By: David Plehn and Anika Achary

Link to UCI data repository where data was acquired:
https://archive.ics.uci.edu/dataset/186/wine+quality

# Introduction

Problem:
We will be creating a multinomial logistic regession model to predict wine quality (red and white variants of the Portuguese "Vinho Verde" wine) based on physicochemical tests.

# Requirements

Python Modules:
*   Pandas
*   Numpy
*   matplotlib
*   (%matplotlib inline to ensure it is properly displayed)
*   sklearn
*   seaborn
*   scipy
*   warnings

In [10]:
%matplotlib inline
import pandas as pd
import numpy as np
from sklearn.model_selection import train_test_split
import matplotlib.pyplot as plt
import seaborn as sns

Before we uploaded the dataset, we had to split the dataset by delimeter in excel so we could read it by columns.

In [12]:
df_red = pd.read_csv("C:/Users/david/OneDrive/Desktop/Intro To ML/Final_Project/winequality-red.csv")
df_red.head()

FileNotFoundError: [Errno 2] No such file or directory: 'C:/Users/david/OneDrive/Desktop/Intro To ML/Final_Project/winequality-red.csv'

In [None]:
df_white = pd.read_csv("C:/Users/david/OneDrive/Desktop/Intro To ML/Final_Project/winequality-white.csv")
df_white.head()

In [None]:
print(df_white.shape)
print(df_red.shape)

In [None]:
print(df_white.info())
print("-----------------------------------------")
print(df_red.info())

In [None]:
print(df_white.isnull().sum())
print("-------------------")
print(df_red.isnull().sum())

## Histograms on DataFrame features

### Histograms for df_red's features

In [None]:
df_red.hist(figsize=(20, 20))

### Histograms for df_white's features

In [None]:
df_white.hist(figsize=(20, 20))

## Pairplots on DataFrames

### Pairplot for df_white

In [None]:
import warnings 
warnings.filterwarnings('ignore')

sns.pairplot(df_white)
plt.show()

### Pairplot for df_red

In [None]:
sns.pairplot(df_red)
plt.show()

## Correlation and heatmaps for DateFrames

### Correlation and heatmap for the df_red dataset

In [None]:
matrix_red = np.triu(df_red.corr())
ax_red = sns.heatmap(df_red.corr(), annot = True, square=True, \
            linewidths=1, linecolor='black') #, mask=matrix)
bottom_red, top_red = ax_red.get_ylim()
ax_red.set_ylim(bottom_red + 0.5, top_red - 0.5)
df_red.corr()

### Correlation and heatmap for the df_white dataset

In [None]:
matrix_white = np.triu(df_white.corr())
ax_white = sns.heatmap(df_white.corr(), annot = True, square=True, \
            linewidths=1, linecolor='black') #, mask=matrix)
bottom_white, top_white = ax_white.get_ylim()
ax_white.set_ylim(bottom_white + 0.5, top_white - 0.5)
df_white.corr()

### Multinomial Logistic Regression

#### The lbfgs solver can account for multinomial loss, so we dont have to alter it

In [None]:
from sklearn.linear_model import LogisticRegression

reg_red = LogisticRegression(penalty='l2', C=1, solver='lbfgs', max_iter = 1000)
reg_white = LogisticRegression(penalty='l2', C=1, solver='lbfgs', max_iter = 1000)
print(reg_red)
print(reg_white)

### K^2 test for Normality Test

In [None]:
from scipy.stats import kstest

normal_features_red = []
non_normal_features_red = []

for feature in df_red:
    stat, p = kstest(df_red[feature], 'norm', args=(df_red[feature].mean(), df_red[feature].std()))
    if p > 0.05:
        normal_features_red.append(feature)
    else:
        non_normal_features_red.append(feature)

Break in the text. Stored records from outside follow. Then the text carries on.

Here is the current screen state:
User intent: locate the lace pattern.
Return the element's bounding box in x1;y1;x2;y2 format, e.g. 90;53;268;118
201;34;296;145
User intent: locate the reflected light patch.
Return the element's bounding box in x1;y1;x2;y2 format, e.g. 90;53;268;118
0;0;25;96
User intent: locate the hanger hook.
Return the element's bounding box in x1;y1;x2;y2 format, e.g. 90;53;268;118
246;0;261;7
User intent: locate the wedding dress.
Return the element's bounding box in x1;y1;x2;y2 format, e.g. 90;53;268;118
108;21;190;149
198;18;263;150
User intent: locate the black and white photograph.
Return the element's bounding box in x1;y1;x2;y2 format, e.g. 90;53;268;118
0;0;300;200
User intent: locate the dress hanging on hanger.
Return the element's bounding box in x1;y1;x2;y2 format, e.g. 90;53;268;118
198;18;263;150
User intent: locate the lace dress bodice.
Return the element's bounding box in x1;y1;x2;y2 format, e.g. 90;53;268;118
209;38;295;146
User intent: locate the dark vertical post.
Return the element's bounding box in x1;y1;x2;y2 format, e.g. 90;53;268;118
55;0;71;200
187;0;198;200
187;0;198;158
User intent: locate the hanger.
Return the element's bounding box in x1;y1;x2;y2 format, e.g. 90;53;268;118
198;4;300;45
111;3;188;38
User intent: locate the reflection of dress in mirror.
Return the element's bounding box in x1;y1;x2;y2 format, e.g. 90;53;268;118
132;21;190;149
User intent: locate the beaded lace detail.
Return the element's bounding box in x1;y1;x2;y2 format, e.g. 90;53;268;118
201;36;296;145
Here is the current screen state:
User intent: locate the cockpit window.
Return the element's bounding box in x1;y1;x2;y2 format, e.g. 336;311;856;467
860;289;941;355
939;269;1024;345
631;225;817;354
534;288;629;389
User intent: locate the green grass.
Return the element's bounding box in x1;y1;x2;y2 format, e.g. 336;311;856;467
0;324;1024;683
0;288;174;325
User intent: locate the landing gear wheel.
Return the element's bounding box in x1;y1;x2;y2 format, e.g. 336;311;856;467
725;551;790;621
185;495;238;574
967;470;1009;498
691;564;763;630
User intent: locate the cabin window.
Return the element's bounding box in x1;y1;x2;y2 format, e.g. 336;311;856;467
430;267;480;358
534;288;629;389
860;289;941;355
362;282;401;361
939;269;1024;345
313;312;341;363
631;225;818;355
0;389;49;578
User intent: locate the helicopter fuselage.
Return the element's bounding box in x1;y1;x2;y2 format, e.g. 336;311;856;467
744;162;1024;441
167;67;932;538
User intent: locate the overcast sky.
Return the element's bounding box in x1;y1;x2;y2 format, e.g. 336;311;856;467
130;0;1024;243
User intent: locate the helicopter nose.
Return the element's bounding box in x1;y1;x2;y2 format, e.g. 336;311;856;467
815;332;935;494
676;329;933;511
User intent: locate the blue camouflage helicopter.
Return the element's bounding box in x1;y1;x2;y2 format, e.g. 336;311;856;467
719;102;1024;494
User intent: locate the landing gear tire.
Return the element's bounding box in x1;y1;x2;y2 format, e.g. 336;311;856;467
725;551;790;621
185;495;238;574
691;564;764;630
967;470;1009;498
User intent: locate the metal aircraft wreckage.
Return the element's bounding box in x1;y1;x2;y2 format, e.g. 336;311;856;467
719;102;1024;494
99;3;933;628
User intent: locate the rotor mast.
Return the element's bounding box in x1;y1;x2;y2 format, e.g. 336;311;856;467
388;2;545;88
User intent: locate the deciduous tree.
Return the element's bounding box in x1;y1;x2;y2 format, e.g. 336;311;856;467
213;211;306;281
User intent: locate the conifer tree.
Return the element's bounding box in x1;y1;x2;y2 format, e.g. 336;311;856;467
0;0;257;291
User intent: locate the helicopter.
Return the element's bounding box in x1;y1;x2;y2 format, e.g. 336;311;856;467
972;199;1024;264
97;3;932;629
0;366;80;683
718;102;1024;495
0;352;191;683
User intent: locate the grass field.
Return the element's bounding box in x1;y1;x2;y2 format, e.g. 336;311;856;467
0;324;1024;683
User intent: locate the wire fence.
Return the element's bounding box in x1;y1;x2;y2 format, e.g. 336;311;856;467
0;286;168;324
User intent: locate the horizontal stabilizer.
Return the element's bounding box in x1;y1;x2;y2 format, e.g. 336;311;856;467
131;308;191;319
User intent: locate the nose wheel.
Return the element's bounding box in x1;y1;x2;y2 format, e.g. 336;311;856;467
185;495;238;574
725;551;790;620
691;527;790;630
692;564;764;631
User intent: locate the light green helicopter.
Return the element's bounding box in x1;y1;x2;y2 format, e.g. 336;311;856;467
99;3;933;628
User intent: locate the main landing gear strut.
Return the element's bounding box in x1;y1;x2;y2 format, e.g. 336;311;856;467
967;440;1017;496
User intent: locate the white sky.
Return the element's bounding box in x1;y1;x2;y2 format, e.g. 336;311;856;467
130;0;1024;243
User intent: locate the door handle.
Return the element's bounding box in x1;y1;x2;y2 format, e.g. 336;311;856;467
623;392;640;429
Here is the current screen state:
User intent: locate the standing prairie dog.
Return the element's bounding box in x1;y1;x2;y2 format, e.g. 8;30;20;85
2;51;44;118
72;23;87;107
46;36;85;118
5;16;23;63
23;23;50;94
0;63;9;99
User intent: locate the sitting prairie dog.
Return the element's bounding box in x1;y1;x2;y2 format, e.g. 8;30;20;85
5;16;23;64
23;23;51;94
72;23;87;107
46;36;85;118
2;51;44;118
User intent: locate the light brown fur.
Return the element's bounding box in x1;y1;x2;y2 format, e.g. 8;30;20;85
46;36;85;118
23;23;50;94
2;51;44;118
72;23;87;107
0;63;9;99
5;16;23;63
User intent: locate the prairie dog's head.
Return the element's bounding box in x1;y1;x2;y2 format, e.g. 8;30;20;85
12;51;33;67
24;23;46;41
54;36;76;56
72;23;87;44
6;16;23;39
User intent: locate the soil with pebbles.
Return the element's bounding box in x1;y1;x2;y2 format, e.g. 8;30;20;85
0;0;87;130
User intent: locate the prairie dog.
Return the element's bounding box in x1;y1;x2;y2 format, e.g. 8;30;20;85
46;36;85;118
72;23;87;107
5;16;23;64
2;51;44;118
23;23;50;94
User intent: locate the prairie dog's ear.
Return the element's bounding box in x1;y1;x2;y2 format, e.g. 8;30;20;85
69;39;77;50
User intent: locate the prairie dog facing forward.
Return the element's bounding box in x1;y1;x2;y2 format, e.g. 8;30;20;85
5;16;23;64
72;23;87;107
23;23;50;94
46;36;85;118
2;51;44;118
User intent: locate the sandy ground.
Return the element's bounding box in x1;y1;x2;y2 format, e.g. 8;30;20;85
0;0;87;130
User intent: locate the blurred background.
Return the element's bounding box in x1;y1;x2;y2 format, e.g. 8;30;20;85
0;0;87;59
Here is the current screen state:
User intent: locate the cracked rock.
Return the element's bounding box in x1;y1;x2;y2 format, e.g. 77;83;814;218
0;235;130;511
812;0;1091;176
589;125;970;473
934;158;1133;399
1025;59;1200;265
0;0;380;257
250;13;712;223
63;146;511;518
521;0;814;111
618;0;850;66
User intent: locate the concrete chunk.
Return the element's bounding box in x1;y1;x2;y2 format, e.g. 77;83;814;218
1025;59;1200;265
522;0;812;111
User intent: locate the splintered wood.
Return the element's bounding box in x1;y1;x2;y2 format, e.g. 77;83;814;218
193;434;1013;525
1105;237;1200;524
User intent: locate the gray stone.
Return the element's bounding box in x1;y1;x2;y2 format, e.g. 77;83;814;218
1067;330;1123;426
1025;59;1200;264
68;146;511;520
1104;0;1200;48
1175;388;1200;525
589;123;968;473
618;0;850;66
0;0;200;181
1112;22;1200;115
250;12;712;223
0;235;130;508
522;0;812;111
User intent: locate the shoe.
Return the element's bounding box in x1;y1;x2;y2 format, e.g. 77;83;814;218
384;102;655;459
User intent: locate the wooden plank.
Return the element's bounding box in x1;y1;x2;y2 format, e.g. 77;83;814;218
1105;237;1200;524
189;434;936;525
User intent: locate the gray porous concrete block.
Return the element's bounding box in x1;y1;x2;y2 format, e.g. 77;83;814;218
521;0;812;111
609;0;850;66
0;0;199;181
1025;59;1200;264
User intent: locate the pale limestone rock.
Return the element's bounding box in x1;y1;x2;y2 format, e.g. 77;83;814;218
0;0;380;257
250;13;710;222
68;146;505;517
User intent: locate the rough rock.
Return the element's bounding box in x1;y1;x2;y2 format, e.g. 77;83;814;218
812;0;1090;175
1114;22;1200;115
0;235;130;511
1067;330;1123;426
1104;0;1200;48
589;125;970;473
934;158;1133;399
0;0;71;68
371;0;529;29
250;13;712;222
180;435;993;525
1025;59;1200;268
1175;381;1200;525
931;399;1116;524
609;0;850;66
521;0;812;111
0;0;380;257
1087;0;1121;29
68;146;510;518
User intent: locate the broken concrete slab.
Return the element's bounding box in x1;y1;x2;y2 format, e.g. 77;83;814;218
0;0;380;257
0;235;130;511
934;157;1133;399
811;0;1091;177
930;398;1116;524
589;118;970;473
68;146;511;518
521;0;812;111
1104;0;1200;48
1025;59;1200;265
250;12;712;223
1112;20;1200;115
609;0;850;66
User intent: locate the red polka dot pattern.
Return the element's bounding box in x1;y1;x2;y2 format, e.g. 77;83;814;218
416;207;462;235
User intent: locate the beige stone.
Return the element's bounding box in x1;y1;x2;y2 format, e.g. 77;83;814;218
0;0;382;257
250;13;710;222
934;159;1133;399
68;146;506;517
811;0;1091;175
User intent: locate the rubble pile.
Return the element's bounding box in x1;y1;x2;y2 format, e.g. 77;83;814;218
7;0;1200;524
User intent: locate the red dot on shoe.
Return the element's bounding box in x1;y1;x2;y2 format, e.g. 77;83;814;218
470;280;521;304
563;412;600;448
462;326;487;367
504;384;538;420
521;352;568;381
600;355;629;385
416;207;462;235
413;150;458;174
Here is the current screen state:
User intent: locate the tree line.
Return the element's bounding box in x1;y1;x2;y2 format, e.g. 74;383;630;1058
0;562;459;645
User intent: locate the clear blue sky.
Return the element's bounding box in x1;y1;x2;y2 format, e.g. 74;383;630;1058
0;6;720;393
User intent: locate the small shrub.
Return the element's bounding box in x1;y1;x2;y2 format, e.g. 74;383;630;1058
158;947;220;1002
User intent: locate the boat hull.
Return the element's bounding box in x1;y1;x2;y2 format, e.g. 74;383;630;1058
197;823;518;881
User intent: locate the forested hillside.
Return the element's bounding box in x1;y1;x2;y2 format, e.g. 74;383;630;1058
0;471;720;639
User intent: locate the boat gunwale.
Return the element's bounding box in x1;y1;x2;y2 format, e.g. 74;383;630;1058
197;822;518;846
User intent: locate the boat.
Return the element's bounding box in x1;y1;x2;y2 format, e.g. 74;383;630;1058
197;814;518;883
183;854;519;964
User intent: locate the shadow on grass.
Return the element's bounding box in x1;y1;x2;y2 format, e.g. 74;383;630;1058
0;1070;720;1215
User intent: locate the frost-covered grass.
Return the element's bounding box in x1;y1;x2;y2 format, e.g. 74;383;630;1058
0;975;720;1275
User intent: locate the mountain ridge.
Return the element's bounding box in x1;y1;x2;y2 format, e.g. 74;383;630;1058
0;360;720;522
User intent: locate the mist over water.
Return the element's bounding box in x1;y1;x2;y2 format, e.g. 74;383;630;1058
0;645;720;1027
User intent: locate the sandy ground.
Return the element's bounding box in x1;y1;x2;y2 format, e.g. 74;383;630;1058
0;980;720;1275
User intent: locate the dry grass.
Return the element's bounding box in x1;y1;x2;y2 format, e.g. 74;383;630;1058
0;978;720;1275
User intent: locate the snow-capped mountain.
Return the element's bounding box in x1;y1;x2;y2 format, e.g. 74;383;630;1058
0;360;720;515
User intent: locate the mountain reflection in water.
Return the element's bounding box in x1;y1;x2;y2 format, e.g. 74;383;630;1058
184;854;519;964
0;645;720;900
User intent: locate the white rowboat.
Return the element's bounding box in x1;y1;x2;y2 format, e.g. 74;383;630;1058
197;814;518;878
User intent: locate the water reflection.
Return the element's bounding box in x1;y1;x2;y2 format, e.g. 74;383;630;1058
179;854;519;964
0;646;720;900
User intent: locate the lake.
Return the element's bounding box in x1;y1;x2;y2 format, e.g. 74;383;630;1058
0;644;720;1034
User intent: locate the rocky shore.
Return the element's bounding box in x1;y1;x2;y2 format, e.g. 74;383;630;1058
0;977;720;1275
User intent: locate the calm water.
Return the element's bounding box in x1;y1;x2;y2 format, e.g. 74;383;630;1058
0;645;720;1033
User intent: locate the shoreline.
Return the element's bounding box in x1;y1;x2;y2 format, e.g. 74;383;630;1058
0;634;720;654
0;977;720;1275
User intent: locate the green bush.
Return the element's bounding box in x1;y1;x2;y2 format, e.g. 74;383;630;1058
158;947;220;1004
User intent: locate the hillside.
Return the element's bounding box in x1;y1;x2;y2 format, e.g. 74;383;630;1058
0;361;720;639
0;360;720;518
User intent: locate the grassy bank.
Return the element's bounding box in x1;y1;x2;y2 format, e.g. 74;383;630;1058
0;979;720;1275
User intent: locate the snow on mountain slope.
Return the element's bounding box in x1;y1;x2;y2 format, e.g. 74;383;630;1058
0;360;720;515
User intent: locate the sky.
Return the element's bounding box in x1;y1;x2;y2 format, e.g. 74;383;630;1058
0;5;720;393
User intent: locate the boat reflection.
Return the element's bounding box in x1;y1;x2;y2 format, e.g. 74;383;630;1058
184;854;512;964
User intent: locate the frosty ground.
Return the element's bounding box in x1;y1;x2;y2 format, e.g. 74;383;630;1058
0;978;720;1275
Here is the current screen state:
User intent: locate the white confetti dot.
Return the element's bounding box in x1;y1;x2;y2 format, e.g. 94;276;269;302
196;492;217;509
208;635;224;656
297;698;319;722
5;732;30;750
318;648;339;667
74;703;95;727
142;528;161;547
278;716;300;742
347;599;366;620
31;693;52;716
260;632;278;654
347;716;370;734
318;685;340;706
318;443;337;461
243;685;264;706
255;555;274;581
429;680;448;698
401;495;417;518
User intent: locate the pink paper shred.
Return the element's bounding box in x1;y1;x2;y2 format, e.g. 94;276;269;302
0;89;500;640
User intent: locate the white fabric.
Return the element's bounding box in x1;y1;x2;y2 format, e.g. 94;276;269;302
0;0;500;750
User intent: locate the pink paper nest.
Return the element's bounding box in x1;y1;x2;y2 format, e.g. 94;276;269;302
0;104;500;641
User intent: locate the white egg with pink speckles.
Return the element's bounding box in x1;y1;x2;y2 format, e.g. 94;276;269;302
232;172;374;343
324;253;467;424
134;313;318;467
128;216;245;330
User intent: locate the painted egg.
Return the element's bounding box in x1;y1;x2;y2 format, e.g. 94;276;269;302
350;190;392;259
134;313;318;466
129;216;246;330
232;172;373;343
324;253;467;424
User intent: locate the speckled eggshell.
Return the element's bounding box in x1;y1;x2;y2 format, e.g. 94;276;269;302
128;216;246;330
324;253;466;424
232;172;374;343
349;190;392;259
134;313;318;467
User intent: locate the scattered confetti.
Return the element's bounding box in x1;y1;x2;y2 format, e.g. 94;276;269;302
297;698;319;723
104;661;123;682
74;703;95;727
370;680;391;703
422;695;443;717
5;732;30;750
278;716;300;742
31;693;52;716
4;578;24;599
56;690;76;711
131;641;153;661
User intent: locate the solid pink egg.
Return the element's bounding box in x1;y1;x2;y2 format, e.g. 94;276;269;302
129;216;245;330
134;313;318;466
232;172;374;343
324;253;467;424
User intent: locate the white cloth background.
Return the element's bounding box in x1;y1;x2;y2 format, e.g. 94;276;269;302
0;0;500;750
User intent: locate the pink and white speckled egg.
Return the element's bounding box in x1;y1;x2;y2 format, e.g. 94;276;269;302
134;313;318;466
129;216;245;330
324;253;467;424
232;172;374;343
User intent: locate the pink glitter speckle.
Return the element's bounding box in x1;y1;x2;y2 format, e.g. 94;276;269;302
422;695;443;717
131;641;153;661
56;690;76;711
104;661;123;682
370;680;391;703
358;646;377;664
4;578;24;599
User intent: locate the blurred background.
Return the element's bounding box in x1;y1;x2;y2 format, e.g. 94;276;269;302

normal_features_white = []
non_normal_features_white = []

for feature in df_white:
    stat, p = kstest(df_white[feature], 'norm', args=(df_white[feature].mean(), df_white[feature].std()))
    if p > 0.05:
        normal_features_white.append(feature)
    else:
        non_normal_features_white.append(feature)

print("Normally Distributed Features for df_red:", normal_features_red)
print("Non-Normally Distributed Features for df_red:", non_normal_features_red)
print("---------------------------------------------------------------------------------------")
print("Normally Distributed Features for df_white:", normal_features_white)
print("Non-Normally Distributed Features for df_white:", non_normal_features_white)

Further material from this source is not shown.